You will join our team of world-class experts developing the AlphaSense platform. The team is right at the very core of what we do and responsible for implementing the cutting edge technology for scalable, distributed processing of crawling, searching and text processing functions.
- Developing scalable systems to crawl and scrape data (in form of HTML pages or documents)
- Quickly create proof of concepts for new crawlers/scrapers
- Leveraging cloud computing resources (AWS) to optimally execute back-end processing
- Bachelor’s or Master’s Degree in Computer Science or a related discipline.
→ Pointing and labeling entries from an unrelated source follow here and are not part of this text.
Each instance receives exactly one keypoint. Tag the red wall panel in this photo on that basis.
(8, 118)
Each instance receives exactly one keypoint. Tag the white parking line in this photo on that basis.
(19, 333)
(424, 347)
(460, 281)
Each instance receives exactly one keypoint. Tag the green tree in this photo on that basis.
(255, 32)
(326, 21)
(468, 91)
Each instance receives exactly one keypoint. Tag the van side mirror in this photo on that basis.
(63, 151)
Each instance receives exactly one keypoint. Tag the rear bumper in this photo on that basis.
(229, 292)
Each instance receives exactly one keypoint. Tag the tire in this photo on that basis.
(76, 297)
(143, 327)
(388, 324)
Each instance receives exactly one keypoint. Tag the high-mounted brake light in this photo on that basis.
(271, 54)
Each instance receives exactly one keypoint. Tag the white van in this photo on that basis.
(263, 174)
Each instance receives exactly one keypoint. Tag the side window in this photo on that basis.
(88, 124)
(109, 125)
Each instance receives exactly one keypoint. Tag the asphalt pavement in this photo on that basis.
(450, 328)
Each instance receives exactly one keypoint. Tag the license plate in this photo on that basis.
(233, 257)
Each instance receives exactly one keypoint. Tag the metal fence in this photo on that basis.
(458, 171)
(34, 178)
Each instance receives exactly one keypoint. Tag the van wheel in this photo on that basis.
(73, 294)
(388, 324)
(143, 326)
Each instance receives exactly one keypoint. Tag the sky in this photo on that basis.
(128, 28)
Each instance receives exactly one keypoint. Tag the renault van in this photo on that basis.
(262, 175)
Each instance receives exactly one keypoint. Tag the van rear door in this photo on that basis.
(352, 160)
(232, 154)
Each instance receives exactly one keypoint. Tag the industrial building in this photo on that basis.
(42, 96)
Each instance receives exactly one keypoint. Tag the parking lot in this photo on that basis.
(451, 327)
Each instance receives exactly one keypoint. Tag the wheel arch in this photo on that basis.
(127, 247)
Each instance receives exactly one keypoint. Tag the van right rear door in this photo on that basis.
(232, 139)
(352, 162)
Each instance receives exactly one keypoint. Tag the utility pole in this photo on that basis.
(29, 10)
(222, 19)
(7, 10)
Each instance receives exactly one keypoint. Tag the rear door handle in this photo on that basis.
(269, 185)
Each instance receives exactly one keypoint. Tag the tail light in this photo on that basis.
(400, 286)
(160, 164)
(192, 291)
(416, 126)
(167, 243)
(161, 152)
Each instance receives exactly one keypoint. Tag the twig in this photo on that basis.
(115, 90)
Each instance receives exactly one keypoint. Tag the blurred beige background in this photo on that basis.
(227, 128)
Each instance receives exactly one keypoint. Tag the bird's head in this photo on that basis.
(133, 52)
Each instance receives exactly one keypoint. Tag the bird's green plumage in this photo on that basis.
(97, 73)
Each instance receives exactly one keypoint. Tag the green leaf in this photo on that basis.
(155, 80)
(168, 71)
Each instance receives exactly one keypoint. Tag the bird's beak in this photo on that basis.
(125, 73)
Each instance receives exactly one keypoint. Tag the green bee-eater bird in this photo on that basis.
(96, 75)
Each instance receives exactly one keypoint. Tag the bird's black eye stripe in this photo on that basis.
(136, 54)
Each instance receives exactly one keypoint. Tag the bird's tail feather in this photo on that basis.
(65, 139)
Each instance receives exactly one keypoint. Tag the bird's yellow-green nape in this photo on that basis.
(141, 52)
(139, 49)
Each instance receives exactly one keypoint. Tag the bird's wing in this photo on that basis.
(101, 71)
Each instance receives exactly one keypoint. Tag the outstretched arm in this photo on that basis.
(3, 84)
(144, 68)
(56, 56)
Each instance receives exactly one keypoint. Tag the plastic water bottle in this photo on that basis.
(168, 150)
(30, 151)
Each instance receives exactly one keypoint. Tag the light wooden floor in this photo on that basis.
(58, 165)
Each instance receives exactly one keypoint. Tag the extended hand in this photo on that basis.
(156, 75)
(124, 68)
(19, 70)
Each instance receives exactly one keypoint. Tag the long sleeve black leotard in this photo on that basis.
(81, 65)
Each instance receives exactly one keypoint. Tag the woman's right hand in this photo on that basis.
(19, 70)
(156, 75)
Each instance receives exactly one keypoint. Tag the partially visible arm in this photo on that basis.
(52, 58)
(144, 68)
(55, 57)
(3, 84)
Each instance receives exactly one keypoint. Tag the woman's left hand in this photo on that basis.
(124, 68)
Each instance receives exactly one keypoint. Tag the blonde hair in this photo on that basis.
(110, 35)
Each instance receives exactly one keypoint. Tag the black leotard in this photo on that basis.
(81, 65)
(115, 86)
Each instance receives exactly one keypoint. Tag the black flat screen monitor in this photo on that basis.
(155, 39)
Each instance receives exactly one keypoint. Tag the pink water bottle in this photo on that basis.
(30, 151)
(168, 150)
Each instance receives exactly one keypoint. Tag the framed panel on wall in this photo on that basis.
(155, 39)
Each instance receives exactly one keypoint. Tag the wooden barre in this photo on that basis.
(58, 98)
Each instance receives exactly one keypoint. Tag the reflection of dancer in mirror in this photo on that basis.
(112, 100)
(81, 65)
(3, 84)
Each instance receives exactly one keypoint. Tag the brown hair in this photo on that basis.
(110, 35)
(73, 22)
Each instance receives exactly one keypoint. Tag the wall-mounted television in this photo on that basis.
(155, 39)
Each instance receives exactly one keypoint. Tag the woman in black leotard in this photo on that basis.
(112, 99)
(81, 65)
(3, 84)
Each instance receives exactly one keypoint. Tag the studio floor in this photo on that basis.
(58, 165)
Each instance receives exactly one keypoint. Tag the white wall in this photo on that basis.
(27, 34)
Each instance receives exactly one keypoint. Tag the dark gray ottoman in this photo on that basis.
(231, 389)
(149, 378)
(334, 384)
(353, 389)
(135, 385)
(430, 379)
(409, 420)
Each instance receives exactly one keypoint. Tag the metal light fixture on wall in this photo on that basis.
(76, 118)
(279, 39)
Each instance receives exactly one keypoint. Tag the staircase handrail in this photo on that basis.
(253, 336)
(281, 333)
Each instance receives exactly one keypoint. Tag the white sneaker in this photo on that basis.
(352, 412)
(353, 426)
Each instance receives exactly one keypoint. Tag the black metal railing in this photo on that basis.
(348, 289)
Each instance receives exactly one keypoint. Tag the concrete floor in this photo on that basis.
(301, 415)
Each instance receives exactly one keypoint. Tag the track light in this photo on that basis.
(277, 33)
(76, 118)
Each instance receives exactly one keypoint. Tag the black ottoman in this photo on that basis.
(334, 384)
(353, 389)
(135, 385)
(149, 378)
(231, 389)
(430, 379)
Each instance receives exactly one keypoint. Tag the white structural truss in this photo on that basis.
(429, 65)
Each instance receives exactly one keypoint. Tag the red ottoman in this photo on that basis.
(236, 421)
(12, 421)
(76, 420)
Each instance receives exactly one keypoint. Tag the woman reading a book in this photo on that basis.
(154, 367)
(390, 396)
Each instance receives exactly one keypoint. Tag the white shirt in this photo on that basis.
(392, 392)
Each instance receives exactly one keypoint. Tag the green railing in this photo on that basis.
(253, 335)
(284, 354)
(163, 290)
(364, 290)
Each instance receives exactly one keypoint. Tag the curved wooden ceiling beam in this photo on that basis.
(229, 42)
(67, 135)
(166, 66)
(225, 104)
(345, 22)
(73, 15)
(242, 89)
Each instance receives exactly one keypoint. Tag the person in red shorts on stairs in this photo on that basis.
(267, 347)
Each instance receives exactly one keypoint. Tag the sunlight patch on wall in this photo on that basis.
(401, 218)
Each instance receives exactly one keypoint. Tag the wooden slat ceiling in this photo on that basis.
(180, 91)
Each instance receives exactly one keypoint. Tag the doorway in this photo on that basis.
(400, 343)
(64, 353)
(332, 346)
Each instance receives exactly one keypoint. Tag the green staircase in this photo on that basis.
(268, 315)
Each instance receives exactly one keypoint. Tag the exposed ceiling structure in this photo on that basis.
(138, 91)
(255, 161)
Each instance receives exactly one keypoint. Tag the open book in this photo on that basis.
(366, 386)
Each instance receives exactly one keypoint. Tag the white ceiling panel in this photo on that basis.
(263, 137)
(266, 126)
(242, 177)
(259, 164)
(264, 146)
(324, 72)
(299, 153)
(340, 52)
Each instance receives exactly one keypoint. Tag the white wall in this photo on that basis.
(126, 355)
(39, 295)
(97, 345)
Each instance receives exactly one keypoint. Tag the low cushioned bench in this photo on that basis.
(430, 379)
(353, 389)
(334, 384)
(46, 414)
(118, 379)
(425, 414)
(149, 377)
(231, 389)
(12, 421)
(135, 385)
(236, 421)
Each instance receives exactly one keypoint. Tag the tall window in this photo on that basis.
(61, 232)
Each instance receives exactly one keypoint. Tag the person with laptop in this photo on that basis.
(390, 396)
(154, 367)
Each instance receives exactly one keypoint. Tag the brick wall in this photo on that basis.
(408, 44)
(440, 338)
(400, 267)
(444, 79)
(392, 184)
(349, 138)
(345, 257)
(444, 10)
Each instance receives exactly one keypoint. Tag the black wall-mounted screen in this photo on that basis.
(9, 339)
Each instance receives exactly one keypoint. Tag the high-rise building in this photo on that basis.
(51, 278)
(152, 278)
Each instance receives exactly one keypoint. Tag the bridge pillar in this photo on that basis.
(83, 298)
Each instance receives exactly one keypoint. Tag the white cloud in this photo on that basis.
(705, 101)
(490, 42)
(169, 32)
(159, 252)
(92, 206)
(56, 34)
- Minimum 5 years of software development experience mainly with Python
- Minimum 2 years of hands-on experience in crawling/scraping using frameworks such as Scrapy, Beautiful Soup, Selenium
- Strong fundamental C.S. skills (Data structures, algorithms, multithreading etc.).
- Solid hands on experience in working in distributed and scalable application environments.
- Excellent oral and written communication skills.
Nice to have
- Experience with Java with Spring.
- Working knowledge on Elasticsearch, REDIS, SOLR/Lucene, and cloud platforms such as AWS or GCP.
- Working knowledge on NOSQL databases such as dynamodb
- Experience with working on Linux platforms, Dockers, K8s